Obviously the situation at the labs is dire. The arguments between the scientist and the Mammoth have gotten worse and although none of the minions are brave enough to say anything everyone knows that it is only a matter of time. Sure enough the Mammoth, loath to continue working as a performing monkey [7] leaves the laboratory intent on making his own way in the world.

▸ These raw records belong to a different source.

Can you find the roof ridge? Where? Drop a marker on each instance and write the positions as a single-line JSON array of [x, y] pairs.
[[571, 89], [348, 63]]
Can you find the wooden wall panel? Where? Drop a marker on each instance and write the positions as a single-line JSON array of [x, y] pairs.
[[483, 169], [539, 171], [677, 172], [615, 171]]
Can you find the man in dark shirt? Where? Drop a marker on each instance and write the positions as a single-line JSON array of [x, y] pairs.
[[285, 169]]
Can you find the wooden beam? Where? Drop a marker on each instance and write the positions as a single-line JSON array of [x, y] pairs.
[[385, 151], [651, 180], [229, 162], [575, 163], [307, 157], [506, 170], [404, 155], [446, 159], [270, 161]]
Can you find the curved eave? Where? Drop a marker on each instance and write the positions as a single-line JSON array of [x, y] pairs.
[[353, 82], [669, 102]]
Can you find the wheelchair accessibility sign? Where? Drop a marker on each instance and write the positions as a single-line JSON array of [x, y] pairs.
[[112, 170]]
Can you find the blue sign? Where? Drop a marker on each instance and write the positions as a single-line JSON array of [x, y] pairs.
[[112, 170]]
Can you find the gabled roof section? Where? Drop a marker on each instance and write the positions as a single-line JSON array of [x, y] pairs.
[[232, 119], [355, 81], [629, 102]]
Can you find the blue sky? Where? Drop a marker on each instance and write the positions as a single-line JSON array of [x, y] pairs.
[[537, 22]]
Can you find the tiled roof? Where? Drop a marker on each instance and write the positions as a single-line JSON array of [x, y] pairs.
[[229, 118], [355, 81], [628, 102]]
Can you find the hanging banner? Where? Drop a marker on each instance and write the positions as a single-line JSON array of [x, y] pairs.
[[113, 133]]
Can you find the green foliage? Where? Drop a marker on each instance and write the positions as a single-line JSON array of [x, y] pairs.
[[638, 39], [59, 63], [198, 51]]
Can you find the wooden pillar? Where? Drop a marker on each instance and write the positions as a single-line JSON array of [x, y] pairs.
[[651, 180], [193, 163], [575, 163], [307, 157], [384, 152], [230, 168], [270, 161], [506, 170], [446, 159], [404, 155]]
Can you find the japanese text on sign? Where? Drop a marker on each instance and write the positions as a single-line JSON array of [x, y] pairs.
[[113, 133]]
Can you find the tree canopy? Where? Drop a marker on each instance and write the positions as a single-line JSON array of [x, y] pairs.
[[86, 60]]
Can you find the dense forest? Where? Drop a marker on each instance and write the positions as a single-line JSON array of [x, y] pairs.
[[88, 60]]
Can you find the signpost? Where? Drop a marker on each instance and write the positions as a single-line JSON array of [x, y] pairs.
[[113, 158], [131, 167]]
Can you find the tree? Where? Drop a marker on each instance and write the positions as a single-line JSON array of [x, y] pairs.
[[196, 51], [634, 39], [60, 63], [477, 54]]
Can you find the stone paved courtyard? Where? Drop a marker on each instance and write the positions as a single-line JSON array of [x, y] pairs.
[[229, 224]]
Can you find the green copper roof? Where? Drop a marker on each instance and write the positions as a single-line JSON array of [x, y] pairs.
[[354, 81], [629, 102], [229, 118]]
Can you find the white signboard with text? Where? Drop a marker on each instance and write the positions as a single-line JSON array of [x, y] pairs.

Realistically [8] He now has three career choices open to him

  • Impersonation:
     If the mammoth decides to stick it out amongst the press of humanity he could get a job doing impressions of Mr. Snuffleupagus of Sesame Street fame.  Although he would start out solely as children's entertainment it wouldn't be long before he gained a degree a correspondence course and began to tackle corporate presentations. His furry shape would be dismissed as “just a costume” and the fact that nobody saw him out of it would
     easily be explained away as “dedication to the craft”[9]
  • Adaption:
     If the mammoth decides that he has had enough of the fickle nature of humanity then he could retire to the steamy jungles of the Congo, working under the reasoning that it is the last place that anyone would look for a woolly mammoth,  His thick coat will give him a natural advantage when he lives out his life in disguise as an orangutan [10]
    At first swinging through the trees might present the mammoth with a problem but it is a skill that can be learned in time and any poachers that enter the jungle are going to leave it swearing blind that the biggest
     orangutan in the world took away their guns and gave them a long lecture about evils of hunting protected species [11].
  • Enforcement:
    Perhaps the mammoth finds his purpose in life in the field of law enforcement, he would start off at the bottom, assuming the identity of a very shaggy police dog with his secret known to only a select few.
    Eventually his secret would leek out but the police, being very closemouthed about such things would not talk about it
    [12].
     As he continues to be awarded for his fine work in the community the suggestion is made that if the mammoth were to lay very still then he could go undercover as very thick shag carpeting right in the offices of Mr Big.
     This would give the police an unbeatable edge in the fight against crime
    [13].
Notes:
  1. If the iceberg melts and the mammoth is then seen rampaging across the countryside only to be brought down by a ragtag team of experts and their dog then you can relax, its only a movie.  If it is destroying Tokyo then the team of experts and their dog will be replaced by Godzilla.
  2. The rest of the statement is generally ignored, once the scientist has said “Yes it is” then the papers will give out a headline of “MAMMOTH TO BE RESURRECTED SAYS TOP SCIENTIST
  3. While the thefts of the elephant would make headlines in both universes the biggest difference is that in the Batman universe he would put the clues together and reveal the plan to the world while fighting off several hybrid mammoth henchmen.  Meanwhile in “the real world” someone running round in a Batman suit ranting about scientists attempting to bring mammoths back to life would be quickly detained and placed in a padded cell with a straitjacket of their very own.
  4. For those that are willing to search, the exact recipe is freely available on the Internet.
  5. For want of a better word.
  6. Who called him mad.  Mad!
  7. His words.
  8. Heh.
  9. Humans are masters of explaining away things that make no sense.  For an example consider Democracy (Boom Boom)
  10. Natural advantage compared to the number of ordinary gray elephants that are attempting to escape hunters, ex wives and the IRS.
  11. He was probably wearing a cape and cowl as well.
  12. Reasoning that he might be a mammoth but he's also a damn fine cop.
  13. Because nobody wants to be the one that tells Mr Big that “the carpet is listening to them” the day after all his drug plants got raided.

1 comment:

  1. LoL..this is downright hilarious. But you make good points. It wouldn't be a real mammoth anyway, not full-blood, and it really couldn't tell us much about "back in the day" because it was never there.